A warning has been issued to lettings agents to review tenancy agreements to see if they are fit for purpose when the fees ban takes effect in June – and in particular to minimise any impact on Section 21 notices.
The call comes from Andrew Turner, chief executive at specialist buy to let broker Commercial Trust Limited, who says that while the ban will initially apply only to renewals of tenancies and new tenancies and will exclude statutory and contractual periodic tenancies that arise after June 1 it appears the fee ban will be applicable to pre-existing tenancies from June 2020.
“From that date, any clauses in the agreement that permitted subsequently outlawed charges, will become ineffective. In the context of Section 21, this is essential information” says Turner.
“After that date, if a landlord or agent makes a charge that relates to a banned fee, they must return this within 28 days, or it will be considered unlawful and will render a Section 21 ineffective” he cautions.
“It should also be noted that the new rules only apply to assured shorthold tenancies, student accommodation and licenses.
“It is important for landlords and letting agents to fully understand the implications of the Tenant Fees Bill in the context of affected tenancy agreements and Section 21. It’s worth spending some time to review existing tenancy agreements and templates to ensure that these will remain fit for purpose after June 1 this year.”
From June 1 2019 a wide range of issues that landlords and letting agents currently charge for, will become unlawful.

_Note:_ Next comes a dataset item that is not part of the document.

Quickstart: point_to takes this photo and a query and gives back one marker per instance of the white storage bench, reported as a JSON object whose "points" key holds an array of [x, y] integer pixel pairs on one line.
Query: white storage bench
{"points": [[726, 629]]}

Among the fees that will be banned are:
– Charges for a guarantor form;
– Credit checking;
– Inventory checks;
– For domestic cleaning;
– For taking up references;
– Professional cleaning;
– Having the property de-flead as a condition of allowing pets in the property;
– Administration costs;
– Requirements to have specific insurance providers;
– Gardening provisions.
There are a few charges which will be exempt from the ban, namely holding deposits, rent, deposits and charges related to contractual defaults.
Turner says: “So, moving forwards, it would make sense for landlords or letting agents to ensure that future tenancy agreements do not mention any of the above banned charges. Of course there may be potential issues for tenancy agreements already in effect, which may include clauses allowing some of the above events to be chargeable.”